Wołów
20 marca 2024 roku st. ogn. Robert Kisielowski – funkcjonariusz Komendy Powiatowej Państwowej Straży Pożarnej w Wołowie w trakcie powrotu ze służby do domu zauważył, że na chodniku leży kobieta. Strażak zatrzymał się, aby sprawdzić sytuację. Już po chwili stwierdził że u poszkodowanej doszło do nagłego zatrzymania krążenia i rozpoczął prowadzenie resuscytacji krążeniowo-oddechowej. Równolegle udzielając pomoc funkcjonariusz powiadomił Stanowisko Kierowania KP PSP w Wołowie o zaistniałym zdarzeniu. Na miejsce zadysponowano zastępy z wołowskiej JRG oraz wezwano zespół Państwowego Ratownictwa Medycznego.

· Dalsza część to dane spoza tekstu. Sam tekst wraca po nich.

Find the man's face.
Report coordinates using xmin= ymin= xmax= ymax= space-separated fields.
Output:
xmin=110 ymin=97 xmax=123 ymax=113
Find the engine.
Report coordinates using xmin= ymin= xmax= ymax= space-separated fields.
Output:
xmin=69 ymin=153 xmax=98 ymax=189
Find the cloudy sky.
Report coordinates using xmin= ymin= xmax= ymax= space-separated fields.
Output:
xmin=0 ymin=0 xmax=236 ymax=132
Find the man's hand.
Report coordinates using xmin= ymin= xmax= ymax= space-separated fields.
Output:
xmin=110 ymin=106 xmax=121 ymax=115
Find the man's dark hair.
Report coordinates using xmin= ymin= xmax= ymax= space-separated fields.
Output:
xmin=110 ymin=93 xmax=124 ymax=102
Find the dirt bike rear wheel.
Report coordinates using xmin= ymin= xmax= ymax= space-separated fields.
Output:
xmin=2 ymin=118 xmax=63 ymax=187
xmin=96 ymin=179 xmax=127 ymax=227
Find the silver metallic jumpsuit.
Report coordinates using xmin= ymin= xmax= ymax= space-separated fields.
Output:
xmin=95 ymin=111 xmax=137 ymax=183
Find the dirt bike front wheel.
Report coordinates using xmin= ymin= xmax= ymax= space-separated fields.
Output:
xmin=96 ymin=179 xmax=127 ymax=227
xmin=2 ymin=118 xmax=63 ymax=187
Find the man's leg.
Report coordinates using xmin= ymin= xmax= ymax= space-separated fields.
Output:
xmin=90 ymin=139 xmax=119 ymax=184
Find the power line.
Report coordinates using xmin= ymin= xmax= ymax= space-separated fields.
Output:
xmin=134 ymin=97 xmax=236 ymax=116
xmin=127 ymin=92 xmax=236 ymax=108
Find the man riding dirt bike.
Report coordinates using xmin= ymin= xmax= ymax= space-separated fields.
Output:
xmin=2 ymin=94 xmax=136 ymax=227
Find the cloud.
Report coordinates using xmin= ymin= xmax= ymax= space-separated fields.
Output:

Na zdarzenie najechał także st. ogn. Przemysław Nelec, który z wykształcenia jest ratownikiem medycznym oraz strażakiem w Jednostce Ratowniczo-Gaśniczej Państwowej Straży Pożarnej nr 1 we Wrocławiu. Bez zawahania wspomógł on swojego kolegę z Wołowa, który prowadził już RKO. Dalsze czynności medyczne zostały przejęte przez Zespół Ratownictwa Medycznego. Ostatecznie kobieta odzyskała przytomność i funkcje życiowe. Dolnośląscy strażacy kolejny raz udowodnili, że strażakiem się jest a nie bywa i nawet poza godzinami pełnienia służby są gotowi nieść bezinteresowną pomoc potrzebującym.